We curated 45 commonly used APIs from the NetworkX library based on relevance and usage frequency in graph-related tasks. To ensure diverse instruction coverage, we employed ChatGPT to generate various instructions tailored to these APIs. For each iteration, we randomly sampled APIs and prompted ChatGPT to reverse-engineer instructions centered around them, ensuring comprehensive coverage across the API set.
Run the following code to generate the raw Q&A pairs:
python dataset_construction/STF_data/QAdataset_Gen.py
Next, you need to slice each step of the raw Q&A pairs to fit the training mode for SFT:
python dataset_construction/STF_data/format_multiStep.py
Note: The API names (tools) are stored in the SFT_API-name.json file. When generating Q&A data, APIs will be randomly selected from this file to form combinations for targeted generation. The specific number of APIs can be controlled in the line selected_categories = random.sample(categories, 4). It is important to also modify the prompt content that the data generation relies on accordingly.
For the reinforcement learning phase, we constructed a dataset with reward values for each step. We used GPT-4 to score each step based on three dimensions: · API Correctness: Whether the tool invocation in the current step is valid. · Thought and API Effectiveness: The relevance of the tool selection to solving the query. · Graph Distillation: Whether the tool reduces the information content of the graph data.
We implement the construction of reinforcement learning data during the inference phase, for details see the infer_score folder.
We provide comprehensive details on our experimental setup to ensure reproducibility. All experiments were conducted on 2 NVIDIA A800 80GB GPUs, using LoRA-based fine-tuning (rank r=16,alpha=32) on the Qwen2.5-7B-instruction model. We used a learning rate of 5 × 10−5 with 4% warmup and a cosine scheduler for 8 epochs. This initial phase established the model’s ability to follow graph reasoning instructions.
We use the ms-swift framework for SFT training.
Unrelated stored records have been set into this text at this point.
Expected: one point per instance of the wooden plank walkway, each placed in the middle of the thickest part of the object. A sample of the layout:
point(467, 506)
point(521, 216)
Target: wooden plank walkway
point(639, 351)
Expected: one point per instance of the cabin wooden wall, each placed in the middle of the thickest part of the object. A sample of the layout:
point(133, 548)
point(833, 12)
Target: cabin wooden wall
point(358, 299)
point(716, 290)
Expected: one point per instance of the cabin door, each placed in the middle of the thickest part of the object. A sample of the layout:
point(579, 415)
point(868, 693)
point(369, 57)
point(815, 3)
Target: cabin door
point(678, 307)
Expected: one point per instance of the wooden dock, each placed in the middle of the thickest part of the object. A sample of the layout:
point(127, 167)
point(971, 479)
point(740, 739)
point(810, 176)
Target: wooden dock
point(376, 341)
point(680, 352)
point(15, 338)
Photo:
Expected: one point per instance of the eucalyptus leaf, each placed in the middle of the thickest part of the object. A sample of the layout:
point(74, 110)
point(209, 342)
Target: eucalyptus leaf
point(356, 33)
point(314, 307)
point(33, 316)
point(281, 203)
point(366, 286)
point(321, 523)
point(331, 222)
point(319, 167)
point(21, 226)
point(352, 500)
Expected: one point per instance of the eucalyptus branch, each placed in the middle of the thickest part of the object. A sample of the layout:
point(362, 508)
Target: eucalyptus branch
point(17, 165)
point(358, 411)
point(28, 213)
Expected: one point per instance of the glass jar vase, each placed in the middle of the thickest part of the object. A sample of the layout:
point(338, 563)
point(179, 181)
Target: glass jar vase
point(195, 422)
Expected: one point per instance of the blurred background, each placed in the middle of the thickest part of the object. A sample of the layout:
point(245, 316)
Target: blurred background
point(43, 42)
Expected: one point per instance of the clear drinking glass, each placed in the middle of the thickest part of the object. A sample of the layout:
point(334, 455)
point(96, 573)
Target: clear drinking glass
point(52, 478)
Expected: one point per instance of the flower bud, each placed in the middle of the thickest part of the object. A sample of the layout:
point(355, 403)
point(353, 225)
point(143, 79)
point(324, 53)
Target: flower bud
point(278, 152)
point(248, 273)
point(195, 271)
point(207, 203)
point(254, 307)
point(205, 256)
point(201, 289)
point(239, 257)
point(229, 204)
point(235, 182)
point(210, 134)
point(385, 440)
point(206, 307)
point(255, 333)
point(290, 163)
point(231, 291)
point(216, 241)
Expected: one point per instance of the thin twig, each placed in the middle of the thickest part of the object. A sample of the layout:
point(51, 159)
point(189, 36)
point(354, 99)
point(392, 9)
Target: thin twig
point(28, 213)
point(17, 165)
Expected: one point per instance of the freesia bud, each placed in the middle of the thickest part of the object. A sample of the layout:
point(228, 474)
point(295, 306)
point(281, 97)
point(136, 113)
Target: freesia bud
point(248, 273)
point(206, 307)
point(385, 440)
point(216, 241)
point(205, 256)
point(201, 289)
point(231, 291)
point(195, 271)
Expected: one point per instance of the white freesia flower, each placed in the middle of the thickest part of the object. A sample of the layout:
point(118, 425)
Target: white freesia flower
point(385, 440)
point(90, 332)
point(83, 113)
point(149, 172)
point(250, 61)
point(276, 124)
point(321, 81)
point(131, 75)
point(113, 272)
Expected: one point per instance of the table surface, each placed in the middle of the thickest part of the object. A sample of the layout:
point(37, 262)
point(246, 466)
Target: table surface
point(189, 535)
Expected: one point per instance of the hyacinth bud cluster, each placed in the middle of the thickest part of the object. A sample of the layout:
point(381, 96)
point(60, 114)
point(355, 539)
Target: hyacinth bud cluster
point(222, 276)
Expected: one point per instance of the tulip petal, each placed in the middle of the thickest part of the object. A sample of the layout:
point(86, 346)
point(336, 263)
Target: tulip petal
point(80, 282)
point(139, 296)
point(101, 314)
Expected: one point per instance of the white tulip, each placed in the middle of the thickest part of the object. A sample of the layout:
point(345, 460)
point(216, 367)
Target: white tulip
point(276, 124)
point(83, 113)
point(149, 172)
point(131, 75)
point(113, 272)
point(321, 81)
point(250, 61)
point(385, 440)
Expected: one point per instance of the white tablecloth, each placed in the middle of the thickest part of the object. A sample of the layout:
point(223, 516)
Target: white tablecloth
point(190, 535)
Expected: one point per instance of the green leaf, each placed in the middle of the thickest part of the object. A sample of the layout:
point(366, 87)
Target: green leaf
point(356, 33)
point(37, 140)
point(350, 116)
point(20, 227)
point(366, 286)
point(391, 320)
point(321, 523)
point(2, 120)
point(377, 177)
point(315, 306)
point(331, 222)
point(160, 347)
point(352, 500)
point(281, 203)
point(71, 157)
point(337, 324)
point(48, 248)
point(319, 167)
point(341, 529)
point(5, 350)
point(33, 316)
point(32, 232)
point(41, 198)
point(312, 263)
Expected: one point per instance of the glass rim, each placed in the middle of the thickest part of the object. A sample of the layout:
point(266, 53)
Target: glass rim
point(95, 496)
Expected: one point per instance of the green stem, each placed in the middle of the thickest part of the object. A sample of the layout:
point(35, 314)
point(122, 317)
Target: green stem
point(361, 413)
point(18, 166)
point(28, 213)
To install using pip:
pip install ms-swift -U
Run the following code to perform SFT training:
scripts//sft_train.sh
We implemented Proximal Policy Optimization (PPO) with step-level rewards, departing from traditional RLHF approaches that apply rewards solely to the final step.
Run the following code to perform RL training:
scripts/ppo_train_qwen2.sh
Run the following code to train the STTA:
scripts/train_stta.sh
After SFT and RL training, you can use the trained model for inference:
python infer_score/inference_and_score.py
Note: The dataset description in the prompt needs to be modified according to the graph dataset used during inference.